Ganz offensichtlich ist der Fleisch- oder Nicht-Fleischkonsum heute ein stark politisches Thema, keine private „Geschmacksfrage“. Anhängerinnen und Anhänger der vegetarischen und veganen Ernährung sind deutlich nachhaltigkeitsorientierter und sehen sich auch selbst als Pioniergruppe eines zukunftsfähigen Ernährungsstils.
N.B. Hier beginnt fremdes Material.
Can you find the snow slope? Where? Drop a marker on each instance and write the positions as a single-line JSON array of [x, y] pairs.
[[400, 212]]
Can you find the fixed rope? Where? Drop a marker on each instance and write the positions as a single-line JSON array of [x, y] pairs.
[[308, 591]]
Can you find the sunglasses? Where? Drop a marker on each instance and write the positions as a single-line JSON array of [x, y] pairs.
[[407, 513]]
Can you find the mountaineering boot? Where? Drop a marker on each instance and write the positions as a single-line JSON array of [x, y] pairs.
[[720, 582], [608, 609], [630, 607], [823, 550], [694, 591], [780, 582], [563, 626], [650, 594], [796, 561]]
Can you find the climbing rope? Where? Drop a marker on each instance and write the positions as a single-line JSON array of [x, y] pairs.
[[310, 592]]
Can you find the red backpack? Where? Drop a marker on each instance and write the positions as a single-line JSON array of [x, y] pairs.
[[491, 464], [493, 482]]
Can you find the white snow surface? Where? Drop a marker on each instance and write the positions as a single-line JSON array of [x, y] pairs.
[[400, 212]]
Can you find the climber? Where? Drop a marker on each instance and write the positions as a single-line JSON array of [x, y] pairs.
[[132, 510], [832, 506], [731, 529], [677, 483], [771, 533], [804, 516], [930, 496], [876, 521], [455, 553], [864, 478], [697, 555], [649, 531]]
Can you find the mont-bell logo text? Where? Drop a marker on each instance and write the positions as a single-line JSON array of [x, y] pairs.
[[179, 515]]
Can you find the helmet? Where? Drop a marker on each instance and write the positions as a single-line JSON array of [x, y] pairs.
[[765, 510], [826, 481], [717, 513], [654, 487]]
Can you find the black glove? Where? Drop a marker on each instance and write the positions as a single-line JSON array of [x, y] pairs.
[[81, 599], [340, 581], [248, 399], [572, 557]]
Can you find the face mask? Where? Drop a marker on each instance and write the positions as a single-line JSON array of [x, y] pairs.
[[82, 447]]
Die Vertreter und Vertreterinnen der veganen Ernährung sind darüber hinaus besonders stark an Ernährung interessiert, diejenigen der Gruppe, die alles essen, deutlich weniger.
Große Unterschiede gibt es bei der Frage nach der Zukunft der Tierhaltung insgesamt: 96 Prozent aller Anhänger der veganen und 49 Prozent der vegetarischen Ernährung würden die Nutztierhaltung am liebsten abschaffen. Bei denen, die sich flexibel ernähren, sind dies nur 15 Prozent und bei denen, die auf nichts verzichten, 4 Prozent.
Was diese Generation eint, ist die Ablehnung der heutigen Form der Tierhaltung. Fast niemand findet sie in Ordnung. Und die in der Landwirtschaft zum Teil geäußerte Position, man solle die Tierhaltung noch effizienter machen, also Kühe sollten noch mehr Milch geben, Schweine und Hühner noch schneller gemästet werden, um das Klima zu schützen, wird fast durchgängig abgelehnt.
Die jungen Menschen sehen den Staat in der (Mit-)Verantwortung für eine nachhaltige Ernährung. Entsprechend findet sich eine deutliche Zustimmung zu vielen, allerdings nicht zu allen abgefragten Politikinstrumenten, die einen nachhaltigen Konsum unterstützen könnten. Sie befürworten eine Klimakennzeichnung von Lebensmitteln und strengere Tierschutzgesetze – ebenso, Containern zu zulassen und ein Tierschutzlabel zur Pflicht zu machen. Ein obligatorischer „Veggie Day“ wird kritischer gesehen.